The involvement of the cholinergic system in learning and memory together with the cognitive enhancing properties of 5-HT₆ receptor antagonists led us to study the relationship between 5-HT₆ receptors and cholinergic neurotransmission. A selective cholinergic lesion, induced by injection of the immunotoxin 192-IgG-Saporin into the nucleus basalis magnocellularis, failed to alter the density of 5-HT₆ receptor mRNA or protein expression in the deafferentated frontal cortex, suggesting that 5-HT₆ receptors are not located on cholinergic neurons. The 5-HT₆ receptor antagonist SB-357134 (0.001–1 µm) induced a concentration-dependant K⁺-evoked [³H]acetylcholine (ACh) release in vitro in rat cortical and striatal slices, which was blocked by tetrodotoxin. SB-357134, up to 1 µm, stimulated glutamate release in cortical and striatal slices. In the cortex, riluzole (1 µm) blocked the SB-357134-induced K⁺-stimulated [³H]ACh release, and simultaneous administration of MK-801 (1 µm) and SB-357134 (0.05 µm) elicited an increase in K⁺-evoked ACh release. In the striatum, SB-357134, 1 µm, decreased dopamine release, and the increase in K⁺-evoked [³H]ACh release induced by 5-HT₆ receptor blockade was reversed by the D₁ receptor antagonist, SCH23390 (1 µm). In both the frontal cortex and striatum, bicuculline, 1 µm, showed no effect on SB-357134-evoked [³H]ACh. These results are discussed in terms of neurochemical mechanisms involved in 5-HT₆ receptor functions.

Introduction

The 5-HT₆ receptor is the most recently identified of the serotonin (5-HT) receptor superfamily (Monsma et al., 1993; Ruat et al., 1993). 5-HT₆ receptor expression is widespread, with the highest levels found within the olfactory tubercle, striatum, nucleus accumbens, cerebral cortex and hippocampus (Monsma et al., 1993; Ward et al., 1995). These receptors are present within 5-HT projection fields and not in serotonergic neurons of the raphe, indicating a probable postsynaptic role for these receptors (Ward et al., 1995; Gérard et al., 1997).

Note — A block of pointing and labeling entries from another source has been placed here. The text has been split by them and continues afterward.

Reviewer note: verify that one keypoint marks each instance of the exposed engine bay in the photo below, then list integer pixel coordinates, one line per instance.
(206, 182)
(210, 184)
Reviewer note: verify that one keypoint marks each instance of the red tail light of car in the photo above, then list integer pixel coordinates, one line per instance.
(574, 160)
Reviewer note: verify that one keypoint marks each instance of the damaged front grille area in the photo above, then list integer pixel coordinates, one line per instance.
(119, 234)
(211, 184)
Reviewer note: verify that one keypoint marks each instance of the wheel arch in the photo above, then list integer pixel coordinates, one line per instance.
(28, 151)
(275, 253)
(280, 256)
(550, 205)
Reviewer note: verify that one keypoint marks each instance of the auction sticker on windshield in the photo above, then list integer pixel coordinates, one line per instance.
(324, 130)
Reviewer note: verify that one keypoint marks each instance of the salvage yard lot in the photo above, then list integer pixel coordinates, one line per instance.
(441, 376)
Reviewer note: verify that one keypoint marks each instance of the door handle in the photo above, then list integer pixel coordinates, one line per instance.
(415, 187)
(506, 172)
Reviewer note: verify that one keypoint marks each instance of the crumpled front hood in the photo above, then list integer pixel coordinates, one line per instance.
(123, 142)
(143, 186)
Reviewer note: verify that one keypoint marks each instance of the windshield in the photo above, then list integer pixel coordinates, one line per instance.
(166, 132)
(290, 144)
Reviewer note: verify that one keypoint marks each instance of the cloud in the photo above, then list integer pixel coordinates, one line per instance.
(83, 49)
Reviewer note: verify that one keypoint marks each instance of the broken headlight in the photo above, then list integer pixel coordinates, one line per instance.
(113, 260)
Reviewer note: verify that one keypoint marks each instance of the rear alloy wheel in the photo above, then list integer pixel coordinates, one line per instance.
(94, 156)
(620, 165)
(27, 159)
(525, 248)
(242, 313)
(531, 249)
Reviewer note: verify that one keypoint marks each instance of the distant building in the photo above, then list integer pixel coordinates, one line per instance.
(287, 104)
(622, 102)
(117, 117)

Although controversial (Lindner et al., 2003), a role for 5-HT₆ receptors in memory and learning is emerging. In the Morris water-maze task, 5-HT₆ receptor antagonists, such as Ro 046790, SB-271046 and SB-357134, significantly improved cognitive function (Rogers & Hagan, 2001; Woolley et al., 2001; Stean et al., 2002). Furthermore, Ro 046790 reverses scopolamine-induced deficits in a passive-avoidance task (Bos et al., 2001) and in an operant autoshaping task (Meneses, 2001).

It has been suggested that the effects of 5-HT₆ receptor antagonists in cognition could be mediated, at least in part, by a modulation of the cholinergic activity (Woolley et al., 2004). Although the localization of 5-HT₆ receptors on cholinergic terminals has not been demonstrated yet, it has been shown that 5-HT₆ receptor antagonists increased acetylcholine (ACh) release in vivo both in the rat hippocampus (Shirazi-Southall et al., 2002) and cortex (Riemer et al., 2003).

Other neurotransmitter systems have also been shown to be associated with 5-HT₆ receptor function, such as the glutamatergic and dopaminergic system (Dawson et al., 2000, 2001; Lacroix et al., 2004), which may be linked with the cognitive effects of 5-HT₆ receptor antagonists. In addition, atypical anti-psychotics with high affinities for 5-HT₆ receptors enhance glutamate levels in the frontal cortex (Daly & Moghaddam, 1993), and this neurochemical effect has been proposed to contribute, at least in part, to the efficacy of these drugs to treat the cognitive dysfunction of schizophrenia (Tollefson, 1996). It has also been suggested that 5HT₆ receptors may be expressed on γ-aminobutyric acid (GABA)ergic spiny neurons of the striatum (Gérard et al., 1997). Recent data showed co-localization of glutamic acid decarboxylase immunoreactivity with 5-HT₆ receptors in the cerebral cortex and hippocampus (Woolley et al., 2004). Together, these data suggest that 5-HT₆ receptor antagonists may modulate cholinergic and/or glutamatergic systems via disinhibition of GABAergic neurons.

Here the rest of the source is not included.